L’élément le plus fort reste la plateforme de base. Le mouvement porte toute l’expérience et rend même les niveaux simples agréables. Les segments Wonder Flower ajoutent de la créativité et de la variété qui empêchent la formule de paraître obsolète. Le choix des personnages ajoute également de la personnalité avec Mario, Luigi, Peach, Daisy, Toad, Toadette, Yoshi et Nabbit tous disponibles même s’ils jouent pour la plupart de la même manière.
Là où le jeu échoue, c’est la difficulté. Super Mario Bros. Wonder est très simple, surtout pour les joueurs de longue date. Les combats de boss sont également décevants et créent rarement des tensions. Les niveaux se terminent souvent rapidement avant d’être pleinement développés, ce qui peut donner l’impression que certains mondes ont une structure un peu légère.
La réalisation est simple. Atteindre la pleine progression ne prend pas longtemps et, même si cela rend le jeu accessible, cela limite également les défis à long terme. Les objets de collection facultatifs comme les personnages debout n’ajoutent pas beaucoup de valeur et semblent inutiles pour la plupart des joueurs. Le monde spécial introduit des pics de difficulté plus marqués, mais dans l’ensemble, le jeu privilégie toujours l’accessibilité plutôt que la maîtrise.
Verdict final
Super Mario Bros. Wonder est une version raffinée et inventive du Mario 2D moderne qui réussit grâce au mouvement, à la présentation et à la variation constante. Il donne la priorité à l’accessibilité et à la créativité plutôt qu’au défi et cela définit toute l’expérience. Pour les nouveaux joueurs ou tous ceux qui souhaitent un jeu de plateforme détendu avec des idées fortes, il est facile à réaliser. Pour les vétérans à la recherche de difficultés soutenues, cela peut sembler léger.
Note finale : 8,5 sur 10
Une expérience Mario 2D créative et très agréable construite sur une excellente plate-forme et une surprise constante, freinée par une faible difficulté, des boss simples et une profondeur limitée dans ses systèmes optionnels.
Objectif Pokémon
Super Mario Bros. Wonder se connecte à Pokémon grâce à son approche de la découverte structurée et de l’expérimentation contrôlée. Le système Wonder Flower fonctionne de la même manière que les mécanismes Pokémon qui remodèlent temporairement les règles familières telles que les gadgets de combat ou les changements de forme. Il introduit de la variation tout en gardant la structure sous-jacente cohérente.
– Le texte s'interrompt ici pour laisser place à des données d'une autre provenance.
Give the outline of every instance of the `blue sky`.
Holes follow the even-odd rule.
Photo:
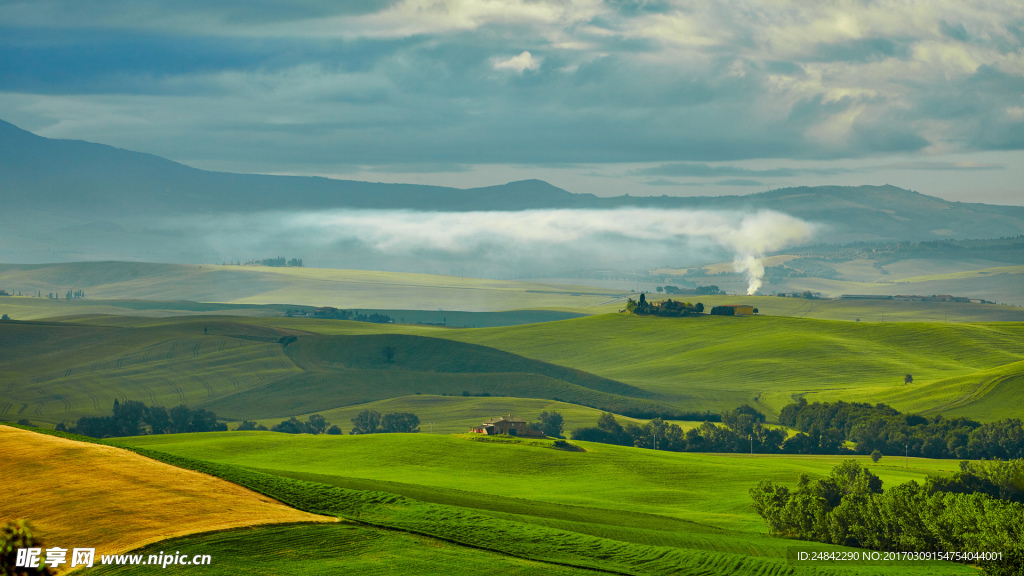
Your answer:
[[[1024,204],[1024,3],[2,1],[0,119],[238,172]]]

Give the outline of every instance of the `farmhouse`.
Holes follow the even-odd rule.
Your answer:
[[[509,436],[526,436],[535,438],[544,437],[544,434],[540,431],[527,426],[526,420],[511,414],[508,416],[491,418],[483,424],[475,426],[470,430],[470,432],[476,434],[487,434],[488,436],[494,436],[495,434],[508,434]]]

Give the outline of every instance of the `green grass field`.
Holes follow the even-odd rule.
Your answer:
[[[728,410],[756,402],[768,414],[801,395],[810,401],[850,396],[885,398],[906,411],[956,407],[975,418],[997,419],[981,409],[966,409],[944,384],[932,387],[1002,366],[1019,373],[1015,363],[1024,359],[1024,324],[1019,323],[603,315],[444,335],[585,369],[689,410]],[[908,373],[914,383],[905,387]]]
[[[659,452],[575,442],[586,452],[473,441],[439,434],[369,436],[219,432],[118,439],[117,443],[265,471],[361,478],[560,504],[656,514],[694,530],[763,531],[746,490],[761,478],[795,484],[826,475],[840,456]],[[883,458],[869,465],[886,485],[954,471],[953,460]],[[495,464],[513,464],[506,469]],[[486,473],[484,471],[486,470]],[[600,479],[600,481],[595,481]],[[715,495],[715,496],[709,496]],[[728,497],[726,497],[728,495]]]
[[[296,524],[225,530],[166,540],[135,551],[149,555],[180,552],[189,558],[209,555],[209,566],[173,566],[167,570],[202,576],[307,576],[360,574],[420,576],[424,574],[502,574],[572,576],[599,574],[450,544],[436,538],[352,524]],[[153,566],[104,566],[82,570],[90,576],[148,575]],[[76,574],[79,572],[76,572]]]
[[[363,410],[376,410],[381,414],[388,412],[412,412],[420,419],[420,431],[434,434],[461,434],[471,426],[479,425],[490,417],[502,414],[515,414],[527,420],[536,421],[541,412],[558,412],[564,419],[565,430],[575,430],[586,426],[594,426],[601,416],[601,411],[558,402],[554,400],[543,400],[536,398],[521,397],[463,397],[463,396],[437,396],[433,394],[401,396],[367,402],[343,408],[334,408],[317,412],[332,424],[337,424],[346,433],[352,427],[352,419]],[[299,420],[306,420],[308,414],[299,416]],[[637,424],[646,422],[636,418],[619,416],[623,424],[634,422]],[[281,422],[281,418],[264,418],[257,421],[266,427]],[[699,426],[700,422],[674,421],[676,424],[688,430]],[[232,425],[234,428],[234,425]]]
[[[284,336],[297,340],[285,346]],[[269,419],[468,391],[624,414],[751,403],[772,416],[803,396],[994,420],[1019,405],[1021,341],[1020,323],[769,316],[609,314],[481,329],[238,317],[5,322],[0,417],[70,423],[131,399]],[[914,382],[904,385],[908,373]]]
[[[579,443],[586,452],[567,452],[536,441],[429,434],[211,433],[118,442],[317,485],[411,498],[388,500],[383,510],[358,508],[359,517],[513,553],[530,550],[579,562],[585,549],[584,557],[602,559],[596,566],[635,574],[687,568],[707,574],[805,573],[785,562],[791,541],[763,536],[747,490],[763,478],[795,483],[803,472],[825,475],[842,460],[677,454],[589,443]],[[870,465],[886,485],[957,468],[952,461],[911,459],[905,467],[903,460],[887,460]],[[562,545],[553,550],[557,542]],[[921,574],[969,570],[943,565],[836,573],[894,573],[894,568]]]

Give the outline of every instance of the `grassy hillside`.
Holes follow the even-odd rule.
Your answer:
[[[215,432],[118,442],[265,471],[362,478],[656,514],[694,522],[693,529],[699,532],[763,531],[761,519],[750,508],[748,488],[762,478],[795,483],[801,472],[823,476],[844,459],[657,452],[575,441],[587,451],[566,452],[438,434]],[[878,465],[867,457],[856,459],[869,464],[886,485],[959,469],[958,462],[948,460],[911,459],[908,468],[897,458],[883,458]],[[384,462],[388,465],[382,466]],[[516,464],[495,469],[496,462]]]
[[[586,309],[623,300],[622,291],[587,286],[482,280],[456,276],[262,266],[126,262],[0,265],[0,287],[12,294],[88,299],[192,300],[231,304],[302,304],[345,309],[498,311]],[[2,304],[0,304],[2,305]]]
[[[296,339],[280,343],[286,336]],[[56,424],[106,414],[116,398],[272,419],[469,392],[637,415],[742,403],[772,415],[804,396],[993,420],[1019,405],[1022,336],[1020,323],[768,316],[610,314],[461,330],[299,318],[6,322],[0,417]]]
[[[276,343],[282,332],[291,333],[229,320],[149,329],[4,323],[0,414],[56,423],[107,414],[115,399],[201,405],[301,374]]]
[[[508,444],[426,434],[215,433],[121,441],[282,478],[413,498],[388,500],[384,516],[374,508],[359,508],[361,518],[576,563],[600,558],[597,566],[620,572],[630,567],[624,572],[632,574],[779,573],[792,542],[762,536],[747,490],[763,478],[792,483],[802,472],[824,475],[841,460],[673,454],[588,443],[581,443],[586,452],[566,452],[536,441]],[[917,459],[903,465],[883,460],[871,468],[887,485],[956,468]],[[586,549],[582,558],[579,546]],[[921,574],[964,570],[900,565],[887,573],[893,569]],[[785,570],[804,573],[793,566]]]
[[[334,521],[112,446],[10,426],[0,426],[0,446],[0,518],[29,520],[52,546],[114,554],[196,532]]]
[[[116,399],[187,404],[229,419],[272,418],[463,392],[561,399],[625,413],[671,410],[638,387],[447,339],[319,336],[230,318],[86,322],[0,325],[0,366],[8,375],[0,387],[2,417],[71,424],[109,413]],[[378,326],[323,322],[357,332]],[[395,351],[391,362],[381,355],[386,347]]]
[[[594,426],[597,419],[601,416],[601,411],[595,408],[555,400],[513,396],[481,398],[437,396],[432,394],[401,396],[343,408],[320,410],[317,413],[329,422],[337,424],[345,432],[348,432],[352,427],[352,419],[363,410],[376,410],[381,414],[387,414],[388,412],[411,412],[420,419],[420,431],[425,434],[431,431],[434,434],[460,434],[471,426],[479,425],[487,418],[502,414],[515,414],[529,421],[537,421],[541,412],[552,411],[562,415],[564,430],[569,432],[577,428]],[[308,414],[299,415],[300,420],[305,420],[307,417]],[[639,424],[646,422],[645,420],[626,416],[619,416],[618,420],[622,423],[635,422]],[[268,428],[279,422],[281,422],[280,418],[259,420],[260,424]],[[700,422],[675,422],[685,430],[700,425]],[[234,428],[233,425],[232,428]]]
[[[882,396],[933,412],[948,397],[908,391],[1024,359],[1024,324],[847,323],[781,317],[603,315],[449,338],[508,350],[642,387],[690,410],[756,402],[777,414],[794,397]],[[909,389],[905,374],[914,376]],[[983,411],[976,418],[992,419]]]
[[[209,566],[188,566],[197,576],[423,576],[465,574],[510,576],[600,574],[451,544],[436,538],[352,524],[266,526],[199,534],[158,542],[135,551],[147,558],[174,550],[190,558],[211,557]],[[148,576],[151,566],[97,567],[89,576]]]
[[[821,399],[827,394],[816,394]],[[990,420],[1020,418],[1024,406],[1024,362],[1014,362],[965,376],[945,378],[924,386],[897,387],[881,393],[865,390],[862,398],[871,401],[900,404],[935,404],[923,414],[943,414],[946,417],[967,416],[978,418],[984,414]],[[857,395],[848,399],[856,400]]]

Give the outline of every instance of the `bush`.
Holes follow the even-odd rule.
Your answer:
[[[18,568],[18,550],[21,548],[42,548],[42,543],[32,535],[32,525],[25,520],[12,520],[0,528],[0,574],[18,576],[43,576],[54,574],[52,568],[43,567],[46,556],[40,554],[39,568]]]

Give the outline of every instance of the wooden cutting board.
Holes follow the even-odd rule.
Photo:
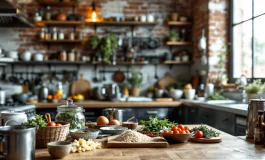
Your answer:
[[[166,89],[169,85],[175,83],[176,80],[169,74],[166,74],[165,77],[161,78],[158,82],[159,89]]]
[[[100,129],[101,127],[109,127],[110,125],[97,125],[96,122],[87,123],[88,128]],[[111,126],[121,126],[121,125],[111,125]]]
[[[220,142],[222,142],[221,137],[213,137],[210,139],[191,137],[189,140],[192,142],[198,142],[198,143],[220,143]]]
[[[91,84],[88,80],[84,79],[84,74],[80,74],[80,79],[73,82],[71,86],[71,94],[83,94],[85,99],[89,97],[91,91]]]
[[[115,136],[116,137],[116,136]],[[162,137],[154,137],[151,141],[136,143],[136,142],[118,142],[113,141],[115,137],[108,137],[108,148],[166,148],[168,142]]]
[[[154,99],[154,101],[156,101],[156,102],[172,102],[173,99],[172,98],[156,98],[156,99]]]

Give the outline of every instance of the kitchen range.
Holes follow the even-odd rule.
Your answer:
[[[264,5],[1,0],[0,159],[265,159]]]

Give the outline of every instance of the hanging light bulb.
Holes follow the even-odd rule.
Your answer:
[[[96,22],[97,21],[97,12],[96,12],[96,3],[94,2],[94,0],[91,4],[91,7],[92,7],[91,19],[92,19],[92,22]]]

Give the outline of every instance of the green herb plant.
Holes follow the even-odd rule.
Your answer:
[[[131,71],[131,78],[128,80],[132,88],[139,88],[143,82],[143,73],[137,69],[133,68]]]
[[[83,129],[85,128],[85,120],[78,117],[78,113],[64,112],[60,113],[56,119],[58,121],[66,121],[70,123],[70,129]]]
[[[142,125],[144,126],[144,131],[150,131],[153,133],[160,132],[164,128],[171,128],[174,126],[173,122],[170,122],[168,119],[164,118],[163,120],[160,120],[158,117],[149,117],[149,120],[140,120]]]
[[[261,91],[262,88],[263,87],[262,87],[261,80],[258,79],[258,80],[254,80],[251,84],[248,84],[245,87],[245,90],[246,90],[246,93],[248,94],[256,94],[259,91]]]
[[[181,89],[181,90],[182,90],[182,89],[184,88],[185,84],[186,84],[185,82],[177,81],[177,82],[175,82],[175,83],[169,85],[169,86],[167,87],[167,90],[168,90],[168,91],[170,91],[170,90],[174,90],[174,89]]]
[[[220,135],[219,132],[214,131],[213,129],[209,129],[208,127],[201,125],[200,127],[194,127],[192,131],[195,133],[196,131],[203,132],[203,138],[210,139],[212,137],[218,137]]]
[[[226,98],[220,93],[214,93],[213,95],[210,95],[207,100],[226,100]]]
[[[42,115],[36,114],[35,119],[28,120],[24,125],[46,127],[47,121]]]

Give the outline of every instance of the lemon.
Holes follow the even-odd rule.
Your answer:
[[[124,89],[123,89],[123,95],[125,95],[125,96],[128,96],[129,95],[129,90],[128,90],[127,87],[124,87]]]
[[[63,95],[63,91],[58,89],[58,90],[56,91],[56,94],[62,96],[62,95]]]
[[[190,84],[190,83],[186,84],[186,85],[184,86],[184,89],[192,89],[191,84]]]

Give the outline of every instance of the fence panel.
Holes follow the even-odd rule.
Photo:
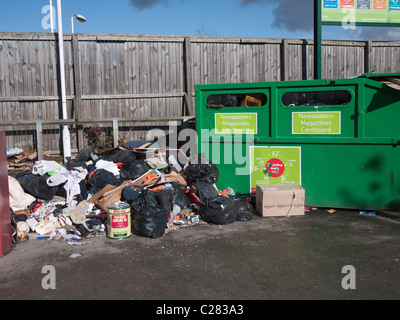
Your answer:
[[[68,117],[73,149],[84,128],[102,119],[194,116],[194,85],[313,78],[313,41],[294,39],[65,34]],[[57,34],[0,33],[0,126],[7,147],[36,144],[35,122],[57,120]],[[324,78],[366,71],[400,72],[400,42],[324,41]],[[144,138],[162,122],[126,122],[127,138]],[[60,125],[44,126],[43,149],[59,152]]]

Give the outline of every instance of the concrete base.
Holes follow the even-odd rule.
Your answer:
[[[0,299],[399,299],[399,230],[395,219],[324,209],[195,225],[159,239],[101,236],[69,246],[32,238],[0,258]],[[54,290],[42,287],[47,265]],[[348,265],[355,289],[345,290]]]

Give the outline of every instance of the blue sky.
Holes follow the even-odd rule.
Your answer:
[[[62,0],[64,32],[312,39],[312,0]],[[3,0],[0,32],[42,27],[49,0]],[[56,6],[57,0],[53,0]],[[324,39],[400,40],[400,28],[323,27]]]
Cependant, contrairement à Pokémon, qui construit souvent une profondeur stratégique à long terme grâce à la composition d’équipes et à des systèmes en couches, Wonder se concentre sur la nouveauté courte et les gains mécaniques immédiats. Les badges ressemblent à des objets détenus par Pokémon dans leur concept, mais n’ont pas le même impact stratégique. Le résultat est une expérience qui reflète le sens de la découverte de Pokémon, mais pas sa profondeur compétitive à long terme ou axée sur les systèmes.